Learning from other countries

Operating in a region as diverse as Africa poses challenges for actors across the solar sector, but Shoetan is optimistic that his company’s work in one region could inform work in other countries, creating the opportunity for developers in one area to learn from those in others.

“Drawing from our experiences on working with Ghana [and] Kenya across their licensing regimes, I think it was quite helpful there,” says Shoetan. “I think the technology is quite ubiquitous these days, it’s just more about the cost curve coming down and down and down. From a technology standpoint, it’s not really that different, [but] from a delivery standpoint, it’s very different.”

Shoetan notes that this desire to improve, and learn from other work, could be of benefit to solar developers themselves. He described his company’s work as having to become more multifaceted in recent years and that developers need expertise today that they may not have needed in earlier years, creating an opportunity for developers to learn too.

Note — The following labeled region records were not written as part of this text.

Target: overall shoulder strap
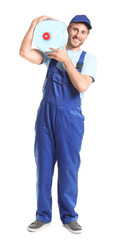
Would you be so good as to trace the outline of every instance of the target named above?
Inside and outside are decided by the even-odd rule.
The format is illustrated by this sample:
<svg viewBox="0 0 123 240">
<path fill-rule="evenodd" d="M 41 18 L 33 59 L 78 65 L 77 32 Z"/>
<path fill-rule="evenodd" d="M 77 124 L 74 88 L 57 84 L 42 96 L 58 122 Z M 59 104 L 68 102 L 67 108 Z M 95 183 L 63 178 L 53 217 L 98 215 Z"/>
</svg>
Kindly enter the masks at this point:
<svg viewBox="0 0 123 240">
<path fill-rule="evenodd" d="M 82 67 L 83 67 L 83 62 L 84 62 L 84 58 L 85 58 L 85 54 L 86 52 L 85 51 L 82 51 L 81 55 L 80 55 L 80 58 L 79 58 L 79 61 L 77 62 L 76 64 L 76 69 L 81 72 L 82 71 Z"/>
</svg>

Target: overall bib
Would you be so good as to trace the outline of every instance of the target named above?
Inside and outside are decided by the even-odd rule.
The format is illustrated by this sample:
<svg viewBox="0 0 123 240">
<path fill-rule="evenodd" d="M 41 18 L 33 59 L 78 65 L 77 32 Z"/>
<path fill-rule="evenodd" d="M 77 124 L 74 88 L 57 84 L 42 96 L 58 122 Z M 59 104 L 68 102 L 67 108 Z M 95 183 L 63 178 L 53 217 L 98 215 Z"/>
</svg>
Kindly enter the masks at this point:
<svg viewBox="0 0 123 240">
<path fill-rule="evenodd" d="M 81 72 L 83 51 L 77 70 Z M 84 134 L 84 116 L 80 93 L 67 72 L 51 59 L 35 123 L 35 161 L 37 166 L 36 219 L 48 223 L 52 219 L 52 177 L 58 164 L 58 206 L 63 224 L 78 219 L 74 208 L 78 194 L 80 150 Z"/>
</svg>

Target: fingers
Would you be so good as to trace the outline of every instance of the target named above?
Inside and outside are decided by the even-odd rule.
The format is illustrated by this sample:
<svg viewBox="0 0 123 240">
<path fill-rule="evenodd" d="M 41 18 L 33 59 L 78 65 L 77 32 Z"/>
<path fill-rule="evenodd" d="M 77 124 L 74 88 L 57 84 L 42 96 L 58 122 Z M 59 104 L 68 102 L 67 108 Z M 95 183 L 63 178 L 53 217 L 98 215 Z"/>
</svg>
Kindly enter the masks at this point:
<svg viewBox="0 0 123 240">
<path fill-rule="evenodd" d="M 55 52 L 58 52 L 59 49 L 56 49 L 56 48 L 50 48 L 51 50 L 55 51 Z"/>
</svg>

“For us, what we’ve had to do is develop in-house competencies across just about every single area required to make a renewable energy project happen,” says Shoetan. “We’ve had to build up and invest in our own in-house engineering, development, regulatory, finance [and] legal teams, that allow us to move very quickly.”

Ultimately, this could be of benefit for the African solar sector as a whole. There is considerable demand for new solar power, and a range of investors and developers keen to become involved in the sector. Shoetan concludes that the outlook for the African solar sector as a whole is highly encouraging.

“I think for others who are interested, there’s definitely loads of room,” Shoetan says. “I don’t think it’s going to get saturated anytime soon, and given the growth, as well, there’s definitely a lot to do.”